# Best place to buy live shrimp in Boca Raton or close to it.



## Ralph.the.fisherman (Apr 13, 2019)

I am looking to buy some live shrimp for bait. I am new to the area and would like any suggestions for a good bait shop to use. 
Any help is greatly appreciated.


----------



## Smackdaddy53 (Dec 31, 2012)




----------



## Ralph.the.fisherman (Apr 13, 2019)

Are those foam? Did you make them? They are neat looking.


----------



## Smackdaddy53 (Dec 31, 2012)

Ralph.the.fisherman said:


> Are those foam? Did you make them? They are neat looking.


No sir, another member post them up recently in a thread titled “Turtles?”


----------



## State fish rob (Jan 25, 2017)

I ve had good luck throwing cast net over bait balls I make to hold shrimp.
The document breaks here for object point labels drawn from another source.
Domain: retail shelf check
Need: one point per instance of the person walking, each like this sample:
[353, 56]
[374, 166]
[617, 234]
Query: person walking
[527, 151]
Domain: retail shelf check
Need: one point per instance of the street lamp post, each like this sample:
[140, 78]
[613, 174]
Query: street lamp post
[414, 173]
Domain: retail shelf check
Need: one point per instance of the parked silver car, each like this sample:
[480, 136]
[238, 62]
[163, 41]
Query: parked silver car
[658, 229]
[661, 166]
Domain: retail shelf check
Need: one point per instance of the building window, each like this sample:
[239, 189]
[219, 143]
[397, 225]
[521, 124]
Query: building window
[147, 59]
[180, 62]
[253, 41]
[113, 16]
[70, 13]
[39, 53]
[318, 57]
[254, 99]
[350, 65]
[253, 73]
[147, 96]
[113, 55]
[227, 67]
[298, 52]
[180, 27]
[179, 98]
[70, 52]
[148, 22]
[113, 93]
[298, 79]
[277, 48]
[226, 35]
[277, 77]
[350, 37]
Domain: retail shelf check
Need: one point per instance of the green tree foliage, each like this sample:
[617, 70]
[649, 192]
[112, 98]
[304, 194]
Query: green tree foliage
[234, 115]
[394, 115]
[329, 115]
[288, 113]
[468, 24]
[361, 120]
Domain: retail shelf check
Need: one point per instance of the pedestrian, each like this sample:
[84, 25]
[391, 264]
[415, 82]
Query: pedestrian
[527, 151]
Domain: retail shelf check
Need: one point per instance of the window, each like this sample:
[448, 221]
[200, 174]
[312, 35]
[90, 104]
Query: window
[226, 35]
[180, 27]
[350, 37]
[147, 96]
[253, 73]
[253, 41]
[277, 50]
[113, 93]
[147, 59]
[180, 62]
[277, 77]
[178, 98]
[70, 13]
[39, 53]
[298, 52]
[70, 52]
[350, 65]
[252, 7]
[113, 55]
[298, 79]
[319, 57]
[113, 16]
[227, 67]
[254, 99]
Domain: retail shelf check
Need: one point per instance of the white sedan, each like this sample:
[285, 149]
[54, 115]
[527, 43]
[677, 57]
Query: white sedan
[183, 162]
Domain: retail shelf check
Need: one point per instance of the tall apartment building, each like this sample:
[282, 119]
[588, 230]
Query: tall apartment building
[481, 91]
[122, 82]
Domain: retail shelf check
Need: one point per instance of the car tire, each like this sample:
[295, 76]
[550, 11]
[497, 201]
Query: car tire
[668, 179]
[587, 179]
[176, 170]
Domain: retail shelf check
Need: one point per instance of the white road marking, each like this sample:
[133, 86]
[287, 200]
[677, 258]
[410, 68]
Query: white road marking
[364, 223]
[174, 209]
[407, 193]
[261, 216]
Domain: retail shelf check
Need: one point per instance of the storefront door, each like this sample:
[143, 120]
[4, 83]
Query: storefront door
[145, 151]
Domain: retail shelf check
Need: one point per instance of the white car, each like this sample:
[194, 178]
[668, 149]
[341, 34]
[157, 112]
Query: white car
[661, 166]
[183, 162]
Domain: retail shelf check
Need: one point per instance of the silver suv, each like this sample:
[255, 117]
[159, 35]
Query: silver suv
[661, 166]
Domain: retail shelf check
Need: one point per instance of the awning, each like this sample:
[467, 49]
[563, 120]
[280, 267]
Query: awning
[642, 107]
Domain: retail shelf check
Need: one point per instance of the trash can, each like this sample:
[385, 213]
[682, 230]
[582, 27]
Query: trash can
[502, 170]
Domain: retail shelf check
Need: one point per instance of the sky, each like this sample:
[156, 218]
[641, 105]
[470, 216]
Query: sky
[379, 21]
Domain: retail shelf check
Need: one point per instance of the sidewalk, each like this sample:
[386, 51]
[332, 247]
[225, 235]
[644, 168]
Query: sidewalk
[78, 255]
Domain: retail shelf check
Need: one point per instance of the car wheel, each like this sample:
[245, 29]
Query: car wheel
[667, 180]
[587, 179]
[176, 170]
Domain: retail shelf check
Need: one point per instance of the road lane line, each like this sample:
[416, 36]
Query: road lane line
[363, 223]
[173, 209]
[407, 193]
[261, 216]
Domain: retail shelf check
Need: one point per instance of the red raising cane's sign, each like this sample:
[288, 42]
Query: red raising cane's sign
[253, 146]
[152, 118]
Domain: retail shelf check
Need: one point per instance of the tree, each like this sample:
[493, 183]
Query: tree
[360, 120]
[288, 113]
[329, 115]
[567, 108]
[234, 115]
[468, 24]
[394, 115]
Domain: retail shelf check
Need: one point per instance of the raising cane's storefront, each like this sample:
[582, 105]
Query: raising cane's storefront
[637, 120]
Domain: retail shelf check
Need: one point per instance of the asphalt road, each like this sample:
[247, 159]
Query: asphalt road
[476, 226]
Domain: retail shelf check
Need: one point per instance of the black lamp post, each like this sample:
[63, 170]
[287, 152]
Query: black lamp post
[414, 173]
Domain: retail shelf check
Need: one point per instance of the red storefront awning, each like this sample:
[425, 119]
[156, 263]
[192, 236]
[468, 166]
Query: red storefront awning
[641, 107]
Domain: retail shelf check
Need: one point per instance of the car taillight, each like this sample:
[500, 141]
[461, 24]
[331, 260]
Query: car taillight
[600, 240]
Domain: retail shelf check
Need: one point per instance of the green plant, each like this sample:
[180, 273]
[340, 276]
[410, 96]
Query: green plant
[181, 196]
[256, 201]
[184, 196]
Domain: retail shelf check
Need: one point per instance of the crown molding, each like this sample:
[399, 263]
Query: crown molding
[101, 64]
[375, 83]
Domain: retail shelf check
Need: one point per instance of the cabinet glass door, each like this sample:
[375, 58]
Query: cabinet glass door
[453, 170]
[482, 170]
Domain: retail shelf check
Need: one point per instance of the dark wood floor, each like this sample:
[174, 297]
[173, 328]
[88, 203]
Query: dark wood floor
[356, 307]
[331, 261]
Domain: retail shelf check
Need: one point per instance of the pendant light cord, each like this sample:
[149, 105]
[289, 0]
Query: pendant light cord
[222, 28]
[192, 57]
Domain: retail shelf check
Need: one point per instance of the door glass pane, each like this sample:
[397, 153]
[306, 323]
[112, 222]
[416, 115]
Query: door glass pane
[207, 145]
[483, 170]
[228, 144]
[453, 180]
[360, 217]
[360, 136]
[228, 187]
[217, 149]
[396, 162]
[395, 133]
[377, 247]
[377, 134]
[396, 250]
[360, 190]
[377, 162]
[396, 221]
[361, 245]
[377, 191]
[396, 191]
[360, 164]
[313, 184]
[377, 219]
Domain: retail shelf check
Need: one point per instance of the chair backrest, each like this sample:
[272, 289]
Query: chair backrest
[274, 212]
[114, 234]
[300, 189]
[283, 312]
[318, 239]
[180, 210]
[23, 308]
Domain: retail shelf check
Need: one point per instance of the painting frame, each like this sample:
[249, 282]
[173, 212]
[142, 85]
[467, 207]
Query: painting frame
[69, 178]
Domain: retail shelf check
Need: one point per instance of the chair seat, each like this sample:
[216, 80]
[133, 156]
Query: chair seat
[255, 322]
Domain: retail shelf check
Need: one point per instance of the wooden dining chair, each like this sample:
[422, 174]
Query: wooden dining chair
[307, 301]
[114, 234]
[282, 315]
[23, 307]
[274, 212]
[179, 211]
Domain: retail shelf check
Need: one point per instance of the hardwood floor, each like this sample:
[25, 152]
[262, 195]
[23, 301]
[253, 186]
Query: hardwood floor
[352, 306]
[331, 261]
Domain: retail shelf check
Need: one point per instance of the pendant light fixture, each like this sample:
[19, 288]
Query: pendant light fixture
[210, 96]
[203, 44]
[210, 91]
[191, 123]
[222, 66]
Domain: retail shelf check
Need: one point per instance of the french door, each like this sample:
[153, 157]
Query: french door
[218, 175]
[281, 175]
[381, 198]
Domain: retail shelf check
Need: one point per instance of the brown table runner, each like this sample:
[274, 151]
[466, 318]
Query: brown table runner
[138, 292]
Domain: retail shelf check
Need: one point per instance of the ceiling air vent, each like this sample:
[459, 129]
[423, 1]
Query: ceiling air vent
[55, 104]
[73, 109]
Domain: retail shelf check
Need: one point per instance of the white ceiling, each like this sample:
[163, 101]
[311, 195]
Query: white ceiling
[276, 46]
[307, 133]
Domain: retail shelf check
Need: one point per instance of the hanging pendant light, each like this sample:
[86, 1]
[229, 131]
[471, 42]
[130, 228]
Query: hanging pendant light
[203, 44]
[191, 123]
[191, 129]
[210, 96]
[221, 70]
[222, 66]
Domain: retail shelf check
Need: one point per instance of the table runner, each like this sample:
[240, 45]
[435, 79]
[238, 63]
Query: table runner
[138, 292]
Not readily available around me


----------



## DuckNut (Apr 3, 2009)

Did you ask google?


----------



## Ralph.the.fisherman (Apr 13, 2019)

DuckNut said:


> Did you ask google?


I asked her first and the closes place was out each time I have been there.


----------



## lemaymiami (Feb 9, 2007)

I’m a bit south of you, live in Pembroke Pines but run night trips down between Miami and Miami Beach... I made a point of finding out which shops were open at night and their phone numbers so I could call in advance and find out who had shrimp... Remember that on weekends most shops would be out of shrimp before the sun went down... so it was always a challenge...

I made a point of switching to DOA shrimp and my problem was solved if we weren’t fly fishing... I’ve been buying them 50 to 100 at a time directly for years now...

The sad thing is that the night fishing has gotten so bad that I’m strongly considering quitting it entirely... The sea grasses in the urban areas have died off in recent years. No sea grass - no shrimp, no shrimp, no baby tarpon under the bridges... It used to be one of my best trips - but not anymore...


----------



## DuckNut (Apr 3, 2009)

Ralph.the.fisherman said:


> I asked her first and the closes place was out each time I have been there.


As a fisherman, you have to wake the chickens.


----------